As much as 7 inches more was expected throughout the day, she said.
“This is a dangerous, life-threatening storm," Ms Hochul said in an interview with TV station NY1. “Count on this for the next 20 hours."
Although by midday (5pm BST), there was a break in the clouds, Mayor Eric Adams urged people to stay put if possible.
“It is not over, and I don't want these gaps in heavy rain to give the appearance that it is over," he said at a news briefing. Officials said there were no fatalities yet recorded as a result of the flooding.
Photos and video posted on social media showed water pouring into subway stations and basements, and reaching the top of cars’ wheels in parts of Brooklyn and elsewhere.
— NYScanner (@nyscanner) September 29, 2023
The city’s Metropolitan Transportation Authority, which runs subway and commuter rail lines, urged residents to stay home if they could.
Almost every subway line was at least partly suspended, rerouted or running with delays amid the flooding.
Traffic was also at a standstill, with water above cars' tyres, on a stretch of FDR Drive - a major artery along the east side of Manhattan. Some drivers abandoned their vehicles.
Priscilla Fontallio said she had been stranded in her car, which was on a section of the highway that was not flooded but was not moving, for three hours.
“Never seen anything like this in my life," she told the Associated Press.

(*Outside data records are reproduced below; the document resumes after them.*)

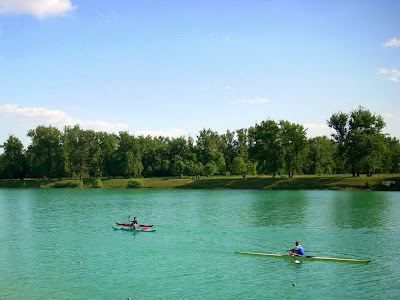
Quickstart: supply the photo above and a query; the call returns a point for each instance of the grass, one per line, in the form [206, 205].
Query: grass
[300, 182]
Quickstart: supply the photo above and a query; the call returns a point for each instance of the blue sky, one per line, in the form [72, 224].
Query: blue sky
[175, 67]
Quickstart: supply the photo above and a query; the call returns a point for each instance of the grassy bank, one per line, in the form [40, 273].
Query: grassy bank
[301, 182]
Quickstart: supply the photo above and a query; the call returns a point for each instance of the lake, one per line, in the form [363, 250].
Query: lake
[60, 244]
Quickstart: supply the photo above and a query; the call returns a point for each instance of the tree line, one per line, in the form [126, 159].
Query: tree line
[357, 146]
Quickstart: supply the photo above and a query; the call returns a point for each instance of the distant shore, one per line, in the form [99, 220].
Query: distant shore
[300, 182]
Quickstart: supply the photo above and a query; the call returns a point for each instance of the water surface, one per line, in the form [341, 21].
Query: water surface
[59, 244]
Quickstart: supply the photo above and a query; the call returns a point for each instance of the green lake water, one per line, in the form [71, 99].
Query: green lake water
[60, 244]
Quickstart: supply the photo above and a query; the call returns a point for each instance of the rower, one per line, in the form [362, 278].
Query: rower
[134, 223]
[298, 250]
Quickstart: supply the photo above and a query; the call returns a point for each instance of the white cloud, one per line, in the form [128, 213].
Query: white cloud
[392, 43]
[389, 115]
[392, 74]
[253, 101]
[38, 8]
[172, 133]
[30, 117]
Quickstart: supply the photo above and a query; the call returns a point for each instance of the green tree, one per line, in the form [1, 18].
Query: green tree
[266, 147]
[46, 152]
[210, 169]
[14, 161]
[320, 158]
[294, 142]
[360, 139]
[178, 168]
[77, 146]
[239, 166]
[129, 155]
[210, 148]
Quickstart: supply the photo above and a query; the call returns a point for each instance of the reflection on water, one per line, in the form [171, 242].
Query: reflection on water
[53, 243]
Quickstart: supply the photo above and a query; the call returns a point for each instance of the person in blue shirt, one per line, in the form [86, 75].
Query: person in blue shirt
[298, 250]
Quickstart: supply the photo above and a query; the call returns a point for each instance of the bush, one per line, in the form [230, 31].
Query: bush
[135, 184]
[97, 184]
[78, 184]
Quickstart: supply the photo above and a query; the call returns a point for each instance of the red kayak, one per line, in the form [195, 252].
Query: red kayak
[129, 224]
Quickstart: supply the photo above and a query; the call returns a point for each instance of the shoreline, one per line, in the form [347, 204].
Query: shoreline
[300, 182]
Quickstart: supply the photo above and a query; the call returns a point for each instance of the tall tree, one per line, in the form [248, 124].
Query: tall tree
[294, 143]
[360, 139]
[14, 161]
[77, 144]
[266, 147]
[210, 148]
[129, 155]
[320, 156]
[46, 152]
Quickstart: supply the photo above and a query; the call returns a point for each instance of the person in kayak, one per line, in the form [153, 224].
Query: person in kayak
[134, 223]
[298, 250]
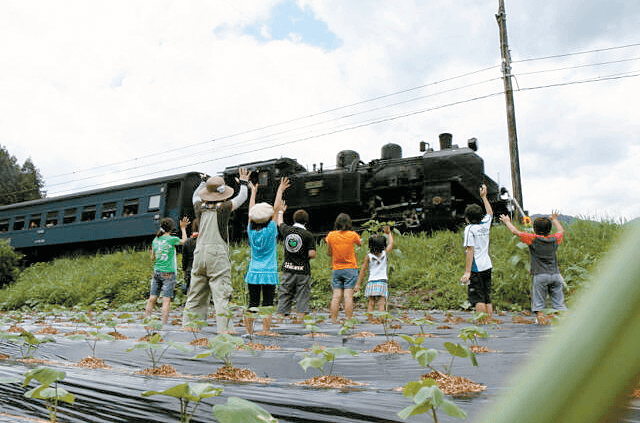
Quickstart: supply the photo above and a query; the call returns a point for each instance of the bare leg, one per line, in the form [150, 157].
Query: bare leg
[266, 324]
[166, 308]
[348, 303]
[248, 324]
[335, 304]
[150, 304]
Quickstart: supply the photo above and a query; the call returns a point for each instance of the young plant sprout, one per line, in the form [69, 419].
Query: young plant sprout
[421, 321]
[92, 339]
[323, 356]
[51, 395]
[426, 396]
[187, 392]
[238, 410]
[472, 333]
[223, 346]
[156, 348]
[348, 325]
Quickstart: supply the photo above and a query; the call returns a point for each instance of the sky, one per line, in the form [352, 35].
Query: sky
[100, 93]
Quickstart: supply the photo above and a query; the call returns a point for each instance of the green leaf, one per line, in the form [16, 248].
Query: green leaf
[188, 391]
[44, 375]
[453, 410]
[413, 410]
[238, 410]
[47, 393]
[424, 357]
[457, 349]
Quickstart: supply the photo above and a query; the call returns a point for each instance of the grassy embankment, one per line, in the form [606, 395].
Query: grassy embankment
[425, 273]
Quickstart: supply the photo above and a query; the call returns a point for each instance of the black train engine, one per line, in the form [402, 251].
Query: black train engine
[419, 193]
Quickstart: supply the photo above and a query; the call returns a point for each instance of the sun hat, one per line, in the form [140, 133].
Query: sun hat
[261, 213]
[215, 190]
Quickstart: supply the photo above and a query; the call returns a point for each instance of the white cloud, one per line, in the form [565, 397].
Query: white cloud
[87, 84]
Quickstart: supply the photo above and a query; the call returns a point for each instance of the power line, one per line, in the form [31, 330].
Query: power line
[576, 53]
[337, 129]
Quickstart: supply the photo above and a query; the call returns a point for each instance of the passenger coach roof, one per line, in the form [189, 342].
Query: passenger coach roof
[137, 184]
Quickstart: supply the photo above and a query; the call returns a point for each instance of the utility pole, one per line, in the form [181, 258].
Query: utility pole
[511, 114]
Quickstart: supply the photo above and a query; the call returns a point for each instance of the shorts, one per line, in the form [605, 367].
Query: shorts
[480, 287]
[544, 285]
[163, 284]
[294, 287]
[378, 288]
[268, 292]
[344, 278]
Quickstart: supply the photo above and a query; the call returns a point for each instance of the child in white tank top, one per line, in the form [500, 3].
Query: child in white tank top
[376, 261]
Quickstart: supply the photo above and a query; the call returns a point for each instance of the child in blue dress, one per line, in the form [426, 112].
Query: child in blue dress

In Brooklyn, residents emerged from their homes to survey the damage and begin draining the water that reached the top of many basements doors.
Some people arranged milk crates and wooden boards to cross the flooded pavements, with water close to waist-deep in the middle of some streets.
High school student Malachi Clark said he was unsure how to proceed as he tried to get home to Brooklyn's Bedford-Stuyvesant neighbourhood.
“When it stops the buses, you know it's bad," he said.
Flooding also was reported in surrounding areas, including Hoboken, New Jersey.
The US National Weather Service said in an advisory notice: “Move to higher ground now. Act quickly to protect your life.”
The state of emergency declared by Ms Hochul affects New York City, Long Island, and the Hudson Valley.
“Please take steps to stay safe and remember to never attempt to travel on flooded roads," she said in a message posted on the X, formerly Twitter.
Some 18 million people in the New York metropolitan area and in other major cities along the East Coast were under flood warnings, watches and advisories from the weather service.